Nitpick, but a subspace for a module is called a submodule. Also, if you take a subspace of a vector space, that set will not be a sub-module and so you would need to take the span of that set as a module. But in general modules are tricky to work with so it isn't obvious to me that it even has a basis.

Ah ok. You mean that a vector subspace of a vector space doesn't even form a submodule, therefore it makes no sense to talk about a basis for it (since it isn't even a submodule).

 

[martinbn]

His comment is general, it is just algebra, nothing to do with manifolds. A vector space always has a basis. A module not necessarily.

 

[cianfa72]

A vector space always has a basis. A module not necessarily.

Ok. In some special cases, however, a module may have a basis.

 

[cianfa72]

Ok. In some special cases, however, a module may have a basis.

Btw, can you give an example of module that admit a basis ?

 

[martinbn]

Btw, can you give an example of module that admit a basis ?

Of course, any free module, if $A$ is a ring, then $A$ as an $A$-module has a basis, namely the identity of the ring. Or $A^n$ has a basis.

 

[cianfa72]

Of course, any free module, if $A$ is a ring, then $A$ as an $A$-module has a basis, namely the identity of the ring. Or $A^n$ has a basis.

Ah ok, you mean the set of $A$ elements viewed/understood as an $A$-module over itself (as ring).

Your example is similar to, say, the set $\mathbb R$ understood as affine space over $\mathbb R$ as translation vector space.

 

[mathwonk]

a module has a basis if and only if it is a free module. the module of smooth vector fields on a smooth manifold is only "locally free", not necessarily free, i.e. at least its restriction to each coordinate neighborhood is free. A basis would be given by a collection of vector fields whose vectors form a basis at each point, such as occurs for a 2- torus. The fact that the module of smooth vector fields on a 2-sphere is not free is implied by the fact that every smooth vector field on a sphere has a zero.
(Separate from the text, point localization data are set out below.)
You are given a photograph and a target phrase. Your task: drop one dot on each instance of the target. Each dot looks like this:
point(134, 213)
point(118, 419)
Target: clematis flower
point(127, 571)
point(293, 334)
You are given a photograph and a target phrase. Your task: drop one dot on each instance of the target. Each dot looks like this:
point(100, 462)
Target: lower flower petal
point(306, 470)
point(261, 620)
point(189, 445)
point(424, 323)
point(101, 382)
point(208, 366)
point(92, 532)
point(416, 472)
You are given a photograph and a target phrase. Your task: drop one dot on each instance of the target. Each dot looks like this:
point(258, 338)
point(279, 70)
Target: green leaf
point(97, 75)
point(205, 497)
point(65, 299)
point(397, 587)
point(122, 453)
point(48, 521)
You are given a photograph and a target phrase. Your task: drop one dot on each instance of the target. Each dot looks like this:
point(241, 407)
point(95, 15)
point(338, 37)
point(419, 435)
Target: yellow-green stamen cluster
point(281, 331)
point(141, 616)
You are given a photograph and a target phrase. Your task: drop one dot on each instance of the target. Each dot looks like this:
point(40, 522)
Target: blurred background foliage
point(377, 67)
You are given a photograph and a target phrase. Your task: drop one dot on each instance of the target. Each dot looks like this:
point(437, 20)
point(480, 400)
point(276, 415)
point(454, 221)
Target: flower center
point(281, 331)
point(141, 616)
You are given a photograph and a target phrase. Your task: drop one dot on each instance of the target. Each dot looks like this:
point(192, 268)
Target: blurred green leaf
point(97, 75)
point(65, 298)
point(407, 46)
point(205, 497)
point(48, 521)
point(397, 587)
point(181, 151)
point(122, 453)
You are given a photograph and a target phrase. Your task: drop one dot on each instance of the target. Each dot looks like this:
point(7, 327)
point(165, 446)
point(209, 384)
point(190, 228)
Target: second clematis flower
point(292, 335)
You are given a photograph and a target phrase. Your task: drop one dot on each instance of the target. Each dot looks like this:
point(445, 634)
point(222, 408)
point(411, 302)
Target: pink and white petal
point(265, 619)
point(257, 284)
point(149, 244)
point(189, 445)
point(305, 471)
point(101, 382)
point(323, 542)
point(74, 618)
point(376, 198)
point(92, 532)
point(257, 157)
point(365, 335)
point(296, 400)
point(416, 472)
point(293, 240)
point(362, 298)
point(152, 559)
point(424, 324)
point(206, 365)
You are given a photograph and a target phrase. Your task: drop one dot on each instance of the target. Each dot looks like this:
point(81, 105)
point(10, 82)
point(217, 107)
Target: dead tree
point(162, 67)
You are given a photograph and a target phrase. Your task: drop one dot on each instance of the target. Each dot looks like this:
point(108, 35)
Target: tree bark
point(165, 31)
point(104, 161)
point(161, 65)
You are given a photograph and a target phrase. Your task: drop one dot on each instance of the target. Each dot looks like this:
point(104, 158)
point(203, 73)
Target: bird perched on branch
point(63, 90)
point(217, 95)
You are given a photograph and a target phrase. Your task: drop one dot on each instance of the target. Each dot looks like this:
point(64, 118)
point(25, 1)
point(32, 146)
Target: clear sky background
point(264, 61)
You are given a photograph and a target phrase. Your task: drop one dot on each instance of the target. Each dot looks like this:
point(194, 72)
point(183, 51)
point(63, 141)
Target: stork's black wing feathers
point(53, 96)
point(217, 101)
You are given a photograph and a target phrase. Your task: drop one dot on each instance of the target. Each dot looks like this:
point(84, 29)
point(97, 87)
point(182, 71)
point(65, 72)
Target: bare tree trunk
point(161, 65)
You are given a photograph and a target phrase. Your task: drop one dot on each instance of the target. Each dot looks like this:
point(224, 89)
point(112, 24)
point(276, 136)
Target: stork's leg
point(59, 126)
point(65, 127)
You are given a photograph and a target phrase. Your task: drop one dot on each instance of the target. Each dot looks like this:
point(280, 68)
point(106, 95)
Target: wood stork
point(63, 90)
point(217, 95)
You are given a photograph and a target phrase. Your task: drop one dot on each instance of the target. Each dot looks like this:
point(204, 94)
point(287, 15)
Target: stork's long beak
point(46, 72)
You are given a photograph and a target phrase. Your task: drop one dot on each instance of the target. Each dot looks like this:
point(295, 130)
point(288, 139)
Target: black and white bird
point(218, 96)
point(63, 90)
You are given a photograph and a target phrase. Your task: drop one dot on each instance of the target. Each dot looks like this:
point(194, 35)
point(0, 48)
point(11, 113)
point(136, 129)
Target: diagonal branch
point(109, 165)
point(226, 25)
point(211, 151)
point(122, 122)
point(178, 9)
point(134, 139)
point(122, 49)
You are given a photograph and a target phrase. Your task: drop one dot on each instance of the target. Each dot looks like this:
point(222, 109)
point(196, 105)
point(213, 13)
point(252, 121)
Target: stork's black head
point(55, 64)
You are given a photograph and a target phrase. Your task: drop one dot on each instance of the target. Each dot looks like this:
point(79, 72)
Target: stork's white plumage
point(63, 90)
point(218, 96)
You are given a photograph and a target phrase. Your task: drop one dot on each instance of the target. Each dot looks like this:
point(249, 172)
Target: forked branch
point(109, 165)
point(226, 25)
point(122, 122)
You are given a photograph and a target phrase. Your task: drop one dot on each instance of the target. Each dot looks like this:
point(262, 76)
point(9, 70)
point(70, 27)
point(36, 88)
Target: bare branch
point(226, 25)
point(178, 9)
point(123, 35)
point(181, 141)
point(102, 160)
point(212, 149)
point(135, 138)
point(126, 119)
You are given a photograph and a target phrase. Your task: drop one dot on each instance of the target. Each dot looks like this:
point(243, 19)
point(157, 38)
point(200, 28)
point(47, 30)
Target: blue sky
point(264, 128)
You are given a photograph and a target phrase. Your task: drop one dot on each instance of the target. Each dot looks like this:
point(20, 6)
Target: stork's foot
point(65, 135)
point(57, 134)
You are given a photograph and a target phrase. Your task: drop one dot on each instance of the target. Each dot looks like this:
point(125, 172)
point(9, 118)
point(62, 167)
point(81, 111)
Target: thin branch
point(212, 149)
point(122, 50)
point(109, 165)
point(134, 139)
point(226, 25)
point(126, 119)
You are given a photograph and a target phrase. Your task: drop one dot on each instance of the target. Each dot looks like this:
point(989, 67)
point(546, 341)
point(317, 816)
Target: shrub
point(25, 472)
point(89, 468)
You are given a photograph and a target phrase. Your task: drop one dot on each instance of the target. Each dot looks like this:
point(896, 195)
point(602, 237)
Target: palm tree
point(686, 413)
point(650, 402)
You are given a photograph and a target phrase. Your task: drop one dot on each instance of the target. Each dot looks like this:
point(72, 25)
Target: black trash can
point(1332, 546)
"Locally free" modules are also (at least if finitely generated over a noetherian ring) equivalent to "projective" modules algebraically, i.e. equivalent to being a direct summand of a free module. (Notice the module of vector fields tangent to a 2-sphere is a submodule of the restriction to the sphere of the free module of vector fields on all of R^3. I.e. we get a free module if we remove the requirement that the vectors should be tangent to the 2-sphere. It seems to me that this free module is the direct sum of the tangent vector fields and the normal vector fields, i.e. we can project each vector onto its normal and tangential components .) Thus they have some but not all properties of a free module; e.g. every surjective morphism to a projective module has a right inverse.

https://en.wikipedia.org/wiki/Projective_module

 

[cianfa72]

the module of smooth vector fields on a smooth manifold is only "locally free", not necessarily free, i.e. at least its restriction to each coordinate neighborhood is free. A basis would be given by a collection of vector fields whose vectors form a basis at each point, such as occurs for a 2- torus. The fact that the module of smooth vector fields on a 2-sphere is not free is implied by the fact that every smooth vector field on a sphere has a zero.

I believe the problem on the (smooth) 2-sphere is that if one insists to include a smooth vector field $X$ into a basis then, at the point it vanishes (say P), one is forced to include two other vector fields say $Y,Z$ which evaluated at P must give two linearly independent vectors $Y(p)$ and $Z(p)$.

By continuity in any open neighborhood of P (say $U$) any smooth vector field $W$ evaluated at a point $q \in U$ wouldn't have an unique representation by using $C^{\infty}$ functions evaluated at that point.